Idiographic (individualized) methods developed by Malan,12 Luborsky,13 Horowitz,14 and Perry15 provide important clinical information with regard to limited areas of psychological functioning. However, individualized measures have weak psychometric properties for group designs. Methods for post-treatment change ratings have been developed by Sifneos16 and Sandell.17 Change estimates from ratings made after therapy tend to be too highly correlated with post-treatment status,18 and such ratings may also be difficult to compare across cases.4
Later developments of batteries of dynamic scales such as the Patterns of Individual Change Scales (PICS),19 Scales of Psychological Capacities (SPC),20,21 and Karolinska Psychodynamic Profile (KAPP)22 have scales with poor to excellent reliability, and some aspects of their validity have been tested. These batteries are quite comprehensive and have many scales. The scales have only three to seven descriptive levels, which may impair their sensitivity for changes. The PICS scales, which have seven descriptive levels, could not capture statistically significant changes during brief psychotherapy with ordinary neurotic patients.23
On the basis of 20 years of clinical and research experience with brief dynamic psychotherapy, we have developed a new set of dynamic scales. We have been influenced by the work of several of the above-mentioned research groups. Thus, resemblances are intentional.
Like most other batteries of dynamic scales, our scales do not measure personality traits or typologies. They describe internal predispositions, psychological resources, capacities, or aptitudes that can be mobilized by the individual in order to achieve adaptive functioning and life satisfaction. Unlike most other batteries, our rating scales cover the entire range of functioning, from superior to extremely poor. Our intention has been to make the scales "fine-grained" enough to capture reliable changes during brief dynamic psychotherapy.
The scale format has been modeled after the Global Assessment Scale (GAS),24 with ten descriptive levels and scale points ranging from 1 to 100. The use of a well-known scale format should make the scales easier to learn. The descriptive levels are linked as closely as possible to the way mainstream psychodynamically oriented clinicians interpret and work with clinically observable phenomena.

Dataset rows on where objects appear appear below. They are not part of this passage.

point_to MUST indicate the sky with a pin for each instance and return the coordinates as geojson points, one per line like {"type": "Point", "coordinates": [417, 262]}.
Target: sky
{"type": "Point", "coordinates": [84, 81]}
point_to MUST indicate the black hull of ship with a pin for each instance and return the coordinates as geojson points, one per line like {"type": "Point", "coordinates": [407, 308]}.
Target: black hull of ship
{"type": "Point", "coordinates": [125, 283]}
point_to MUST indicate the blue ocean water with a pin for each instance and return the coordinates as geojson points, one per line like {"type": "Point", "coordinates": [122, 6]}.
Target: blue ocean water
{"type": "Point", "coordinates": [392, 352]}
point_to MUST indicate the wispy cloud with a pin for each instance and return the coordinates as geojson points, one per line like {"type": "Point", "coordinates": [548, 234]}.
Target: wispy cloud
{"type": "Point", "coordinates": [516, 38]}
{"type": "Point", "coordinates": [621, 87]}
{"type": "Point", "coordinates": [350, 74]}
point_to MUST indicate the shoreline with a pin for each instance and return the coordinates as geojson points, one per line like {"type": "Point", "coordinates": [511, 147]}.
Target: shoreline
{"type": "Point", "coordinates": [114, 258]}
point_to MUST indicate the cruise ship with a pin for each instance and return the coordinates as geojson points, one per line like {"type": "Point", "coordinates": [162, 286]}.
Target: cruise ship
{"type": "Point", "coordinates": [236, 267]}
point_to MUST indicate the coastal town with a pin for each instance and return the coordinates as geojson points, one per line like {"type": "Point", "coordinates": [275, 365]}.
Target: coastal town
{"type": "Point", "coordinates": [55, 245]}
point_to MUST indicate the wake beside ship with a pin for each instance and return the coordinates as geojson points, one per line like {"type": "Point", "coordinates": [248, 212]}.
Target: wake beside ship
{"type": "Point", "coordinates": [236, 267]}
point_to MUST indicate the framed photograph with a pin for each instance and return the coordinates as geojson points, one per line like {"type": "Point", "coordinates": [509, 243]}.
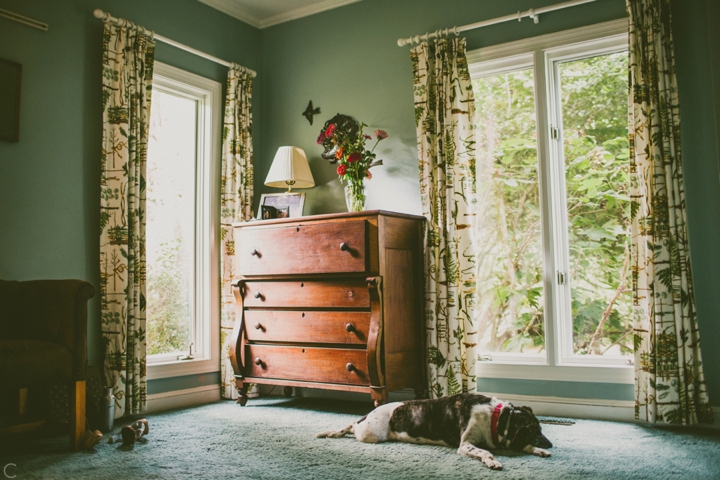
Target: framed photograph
{"type": "Point", "coordinates": [10, 77]}
{"type": "Point", "coordinates": [285, 205]}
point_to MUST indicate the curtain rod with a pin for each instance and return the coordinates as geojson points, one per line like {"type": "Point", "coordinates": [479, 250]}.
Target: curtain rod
{"type": "Point", "coordinates": [25, 20]}
{"type": "Point", "coordinates": [121, 22]}
{"type": "Point", "coordinates": [532, 13]}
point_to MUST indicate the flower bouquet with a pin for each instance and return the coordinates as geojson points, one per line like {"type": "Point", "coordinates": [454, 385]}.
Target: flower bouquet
{"type": "Point", "coordinates": [344, 142]}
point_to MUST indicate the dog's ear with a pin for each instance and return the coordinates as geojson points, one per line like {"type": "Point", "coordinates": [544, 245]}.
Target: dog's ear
{"type": "Point", "coordinates": [542, 442]}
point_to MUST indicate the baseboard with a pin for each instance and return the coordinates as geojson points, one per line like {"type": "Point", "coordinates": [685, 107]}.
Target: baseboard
{"type": "Point", "coordinates": [591, 408]}
{"type": "Point", "coordinates": [183, 398]}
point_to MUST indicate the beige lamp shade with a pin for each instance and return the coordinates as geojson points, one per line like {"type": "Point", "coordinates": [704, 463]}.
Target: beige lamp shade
{"type": "Point", "coordinates": [290, 169]}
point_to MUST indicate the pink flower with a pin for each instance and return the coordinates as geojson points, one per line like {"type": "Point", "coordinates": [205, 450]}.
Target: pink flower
{"type": "Point", "coordinates": [330, 130]}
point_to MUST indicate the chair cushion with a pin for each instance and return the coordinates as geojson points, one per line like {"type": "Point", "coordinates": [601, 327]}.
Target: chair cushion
{"type": "Point", "coordinates": [27, 362]}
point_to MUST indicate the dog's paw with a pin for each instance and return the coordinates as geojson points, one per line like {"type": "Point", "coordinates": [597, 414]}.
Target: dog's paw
{"type": "Point", "coordinates": [492, 463]}
{"type": "Point", "coordinates": [541, 452]}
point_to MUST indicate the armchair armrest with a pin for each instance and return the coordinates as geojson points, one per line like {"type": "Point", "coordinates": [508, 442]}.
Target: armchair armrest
{"type": "Point", "coordinates": [49, 310]}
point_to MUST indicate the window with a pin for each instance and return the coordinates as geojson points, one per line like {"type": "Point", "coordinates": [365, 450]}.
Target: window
{"type": "Point", "coordinates": [181, 225]}
{"type": "Point", "coordinates": [553, 173]}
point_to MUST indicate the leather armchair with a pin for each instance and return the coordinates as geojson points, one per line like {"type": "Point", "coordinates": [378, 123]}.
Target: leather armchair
{"type": "Point", "coordinates": [43, 335]}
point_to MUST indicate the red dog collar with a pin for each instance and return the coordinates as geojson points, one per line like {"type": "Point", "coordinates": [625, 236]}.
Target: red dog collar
{"type": "Point", "coordinates": [494, 422]}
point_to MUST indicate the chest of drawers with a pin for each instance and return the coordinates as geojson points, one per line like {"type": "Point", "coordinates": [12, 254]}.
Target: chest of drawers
{"type": "Point", "coordinates": [331, 302]}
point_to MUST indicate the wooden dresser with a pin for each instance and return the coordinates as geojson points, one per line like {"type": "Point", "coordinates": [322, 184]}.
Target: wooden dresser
{"type": "Point", "coordinates": [330, 301]}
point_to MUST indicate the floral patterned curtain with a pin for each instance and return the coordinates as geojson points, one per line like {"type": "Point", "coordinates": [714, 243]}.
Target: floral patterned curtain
{"type": "Point", "coordinates": [445, 124]}
{"type": "Point", "coordinates": [236, 199]}
{"type": "Point", "coordinates": [669, 383]}
{"type": "Point", "coordinates": [128, 58]}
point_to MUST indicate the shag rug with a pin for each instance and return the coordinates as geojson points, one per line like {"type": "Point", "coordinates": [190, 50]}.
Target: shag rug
{"type": "Point", "coordinates": [273, 438]}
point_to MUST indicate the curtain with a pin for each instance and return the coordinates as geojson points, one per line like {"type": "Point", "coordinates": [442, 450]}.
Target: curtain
{"type": "Point", "coordinates": [128, 57]}
{"type": "Point", "coordinates": [236, 200]}
{"type": "Point", "coordinates": [669, 383]}
{"type": "Point", "coordinates": [445, 125]}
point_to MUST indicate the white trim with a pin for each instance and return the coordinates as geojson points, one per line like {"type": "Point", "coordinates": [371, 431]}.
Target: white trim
{"type": "Point", "coordinates": [541, 53]}
{"type": "Point", "coordinates": [207, 336]}
{"type": "Point", "coordinates": [233, 9]}
{"type": "Point", "coordinates": [565, 373]}
{"type": "Point", "coordinates": [183, 398]}
{"type": "Point", "coordinates": [590, 408]}
{"type": "Point", "coordinates": [550, 40]}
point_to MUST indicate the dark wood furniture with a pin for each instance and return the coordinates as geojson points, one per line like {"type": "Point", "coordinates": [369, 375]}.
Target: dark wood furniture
{"type": "Point", "coordinates": [43, 336]}
{"type": "Point", "coordinates": [331, 302]}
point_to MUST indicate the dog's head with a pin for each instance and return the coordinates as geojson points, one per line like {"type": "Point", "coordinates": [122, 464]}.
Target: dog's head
{"type": "Point", "coordinates": [524, 429]}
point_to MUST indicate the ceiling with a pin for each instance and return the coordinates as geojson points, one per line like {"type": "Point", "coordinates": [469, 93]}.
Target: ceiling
{"type": "Point", "coordinates": [264, 13]}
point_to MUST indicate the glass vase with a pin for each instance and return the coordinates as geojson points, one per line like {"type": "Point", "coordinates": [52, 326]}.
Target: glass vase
{"type": "Point", "coordinates": [355, 197]}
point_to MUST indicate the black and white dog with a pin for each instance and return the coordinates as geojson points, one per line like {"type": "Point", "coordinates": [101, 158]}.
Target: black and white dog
{"type": "Point", "coordinates": [471, 422]}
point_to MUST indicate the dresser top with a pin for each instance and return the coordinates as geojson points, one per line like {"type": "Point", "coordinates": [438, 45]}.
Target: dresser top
{"type": "Point", "coordinates": [329, 216]}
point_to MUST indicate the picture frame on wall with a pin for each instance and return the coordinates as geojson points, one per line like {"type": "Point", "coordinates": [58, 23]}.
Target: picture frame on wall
{"type": "Point", "coordinates": [281, 205]}
{"type": "Point", "coordinates": [10, 80]}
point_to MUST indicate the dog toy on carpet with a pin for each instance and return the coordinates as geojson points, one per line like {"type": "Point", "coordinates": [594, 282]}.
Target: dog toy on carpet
{"type": "Point", "coordinates": [129, 434]}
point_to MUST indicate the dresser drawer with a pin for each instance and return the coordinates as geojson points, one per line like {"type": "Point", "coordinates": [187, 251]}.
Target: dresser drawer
{"type": "Point", "coordinates": [299, 249]}
{"type": "Point", "coordinates": [312, 364]}
{"type": "Point", "coordinates": [307, 327]}
{"type": "Point", "coordinates": [351, 293]}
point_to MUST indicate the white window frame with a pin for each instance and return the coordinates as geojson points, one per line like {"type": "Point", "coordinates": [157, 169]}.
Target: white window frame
{"type": "Point", "coordinates": [542, 54]}
{"type": "Point", "coordinates": [206, 302]}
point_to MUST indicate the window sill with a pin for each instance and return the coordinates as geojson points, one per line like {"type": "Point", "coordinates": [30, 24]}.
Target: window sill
{"type": "Point", "coordinates": [182, 367]}
{"type": "Point", "coordinates": [569, 373]}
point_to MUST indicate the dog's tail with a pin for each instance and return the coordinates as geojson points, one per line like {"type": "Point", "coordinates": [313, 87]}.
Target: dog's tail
{"type": "Point", "coordinates": [337, 433]}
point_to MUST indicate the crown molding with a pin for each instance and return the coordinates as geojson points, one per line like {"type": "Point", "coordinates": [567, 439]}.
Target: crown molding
{"type": "Point", "coordinates": [231, 8]}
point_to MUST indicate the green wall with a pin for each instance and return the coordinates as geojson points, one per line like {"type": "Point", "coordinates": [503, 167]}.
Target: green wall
{"type": "Point", "coordinates": [50, 180]}
{"type": "Point", "coordinates": [346, 60]}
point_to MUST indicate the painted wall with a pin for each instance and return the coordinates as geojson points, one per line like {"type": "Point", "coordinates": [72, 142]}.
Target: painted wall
{"type": "Point", "coordinates": [50, 180]}
{"type": "Point", "coordinates": [346, 61]}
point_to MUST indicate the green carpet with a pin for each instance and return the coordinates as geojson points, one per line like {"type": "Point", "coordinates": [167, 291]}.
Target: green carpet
{"type": "Point", "coordinates": [273, 438]}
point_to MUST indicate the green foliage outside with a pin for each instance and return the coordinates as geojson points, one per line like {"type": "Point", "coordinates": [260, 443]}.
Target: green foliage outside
{"type": "Point", "coordinates": [511, 297]}
{"type": "Point", "coordinates": [168, 310]}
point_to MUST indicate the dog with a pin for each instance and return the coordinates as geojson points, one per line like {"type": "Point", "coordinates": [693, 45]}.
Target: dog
{"type": "Point", "coordinates": [470, 422]}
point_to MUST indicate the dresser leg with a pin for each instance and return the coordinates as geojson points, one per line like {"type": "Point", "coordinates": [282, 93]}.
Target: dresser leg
{"type": "Point", "coordinates": [379, 396]}
{"type": "Point", "coordinates": [242, 392]}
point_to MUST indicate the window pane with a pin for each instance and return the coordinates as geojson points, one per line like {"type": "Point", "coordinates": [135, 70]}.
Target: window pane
{"type": "Point", "coordinates": [594, 104]}
{"type": "Point", "coordinates": [510, 256]}
{"type": "Point", "coordinates": [170, 238]}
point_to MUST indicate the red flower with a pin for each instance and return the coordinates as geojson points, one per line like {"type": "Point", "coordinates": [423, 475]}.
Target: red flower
{"type": "Point", "coordinates": [330, 130]}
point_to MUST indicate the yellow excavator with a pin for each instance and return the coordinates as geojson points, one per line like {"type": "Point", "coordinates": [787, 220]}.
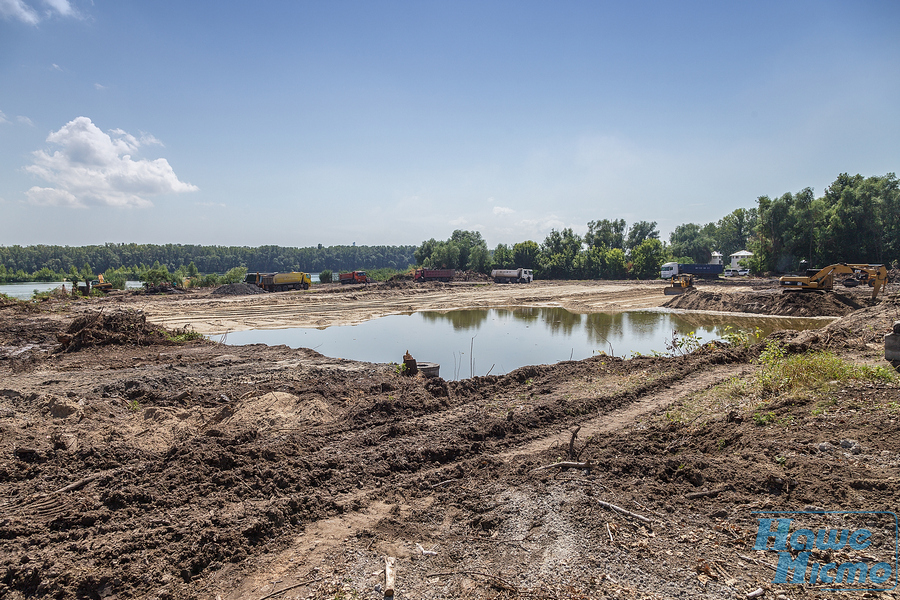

Value judgments, especially with regard to higher levels of functioning, are unavoidable with scales of this type. The decision to select five dimensions is based on clinical experience and literature. Psychoanalytic theories give limited assistance in the task of choosing dimensions. Our ambition has been to construct as few scales as possible and still maintain a reasonable comprehensiveness. Several related psychological resources have therefore been incorporated within the same scale.
The content validity and Guttman scale structure have been tested with Q-sort methodology performed by a large number of psychotherapists from Norway, Finland, and Germany.25 A few global scales with many descriptive anchor points are easy to use, and such scales have been demonstrated to be among the most powerful in detecting change.24 Several studies have indicated that global scales rated by experts may be equal and sometimes superior to test batteries with many subscales.26 However, reliability and predictive validity depend on the issue under study.
Current functioning within the last 3 to 4 months should be rated on the basis of a semistructured dynamic interview that includes interpersonal functioning, tolerance for affects, insight, and the capacity to handle both the ordinary vicissitudes of life and more challenging psychosocial stressors (problem-solving capacity). The five scales are described in Appendix A.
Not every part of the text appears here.